An interesting point that Fletcher pointed out at the press conference is that he mentored Kirsten and that was one of the chief reasons that influenced Kirsten to recommend him for the post and for the BCCI to appoint him. In fact as he said Kirsten followed his philosophy. "He came and spoke to me before he took up the Indian job and I offered him advice on how to handle situations and he took that on board." Obviously Kirsten realized that Fletcher's methods of coaching were right for the Indians and he turned out to be a highly successful.
The transition then could not have been smoother for even if Fletcher's record as an international player is modest no one can argue that he has made his mark as a coach. Great players need not necessarily be great coaches as we have seen in the case of Greg Chappell. Many of the coaches who have been in charge of Test playing nations have not had outstanding records as players but that has not stopped them from pulling in their weight when it comes to mentoring the sides.
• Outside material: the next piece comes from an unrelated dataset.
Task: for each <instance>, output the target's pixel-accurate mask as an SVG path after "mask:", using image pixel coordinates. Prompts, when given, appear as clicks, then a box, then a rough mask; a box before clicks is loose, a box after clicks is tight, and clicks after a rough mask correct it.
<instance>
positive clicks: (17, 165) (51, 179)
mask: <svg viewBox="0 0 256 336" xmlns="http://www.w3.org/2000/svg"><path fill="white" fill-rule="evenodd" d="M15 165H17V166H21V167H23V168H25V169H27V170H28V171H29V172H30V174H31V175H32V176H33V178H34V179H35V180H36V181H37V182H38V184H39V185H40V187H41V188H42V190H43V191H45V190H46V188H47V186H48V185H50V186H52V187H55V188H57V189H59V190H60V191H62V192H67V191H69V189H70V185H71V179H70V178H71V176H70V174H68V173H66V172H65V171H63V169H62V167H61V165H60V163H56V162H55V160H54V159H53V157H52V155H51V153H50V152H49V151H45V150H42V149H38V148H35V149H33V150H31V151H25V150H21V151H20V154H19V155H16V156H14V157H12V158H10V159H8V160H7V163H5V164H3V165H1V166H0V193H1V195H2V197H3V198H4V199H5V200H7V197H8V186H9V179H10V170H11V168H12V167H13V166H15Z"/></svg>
Under the circumstances Fletcher should be given a fair deal and some time before the results are seen. Things do not happen overnight in a fiercely competitive field that international cricket is. It took some time for Kirsten to be in charge before the upward graph in the Indian team's fortunes started to appear. Fletcher is aware that his is perhaps the most demanding job in international cricket. But that does mean a change in approach from Kirsten's successful coaching mantra. The blueprint is already there and all that Fletcher has to do is to follow it.
To his credit Fletcher made it clear that while to some degree the coach has to try and influence the players basically his role would be to offer advice to them whenever they needed it. And as he was quick to point out he had an excellent record in the sub-continent leading England teams to back to back Test series victories in Pakistan and Sri Lanka.
Like Kirsten before him Fletcher said he would look to building mutual respect during his stint with the Indian team. "You have to gain their respect and they have to gain my respect," he said. "Once you have that then it makes your job easier. It's something you just have to work on as time progresses. I have worked with some big players elsewhere as well and you have just got to develop this man-management process." He also did not forget to mention that the coach's relationship with the captain was of paramount importance and spoke highly of MS Dhoni's leadership qualities. "I have always had a high regard for Dhoni," he said pointing out that he had written quite a few articles on how he rated him as a very good captain not only on the field but how he handles the players off it.
While ruling out wholesome changes Fletcher said he had been closely observing the Indian players over the last few months during his role as batting consultant to South Africa and New Zealand. Being quietly efficient is obviously Fletcher's style and interestingly enough that was Kirsten's approach too.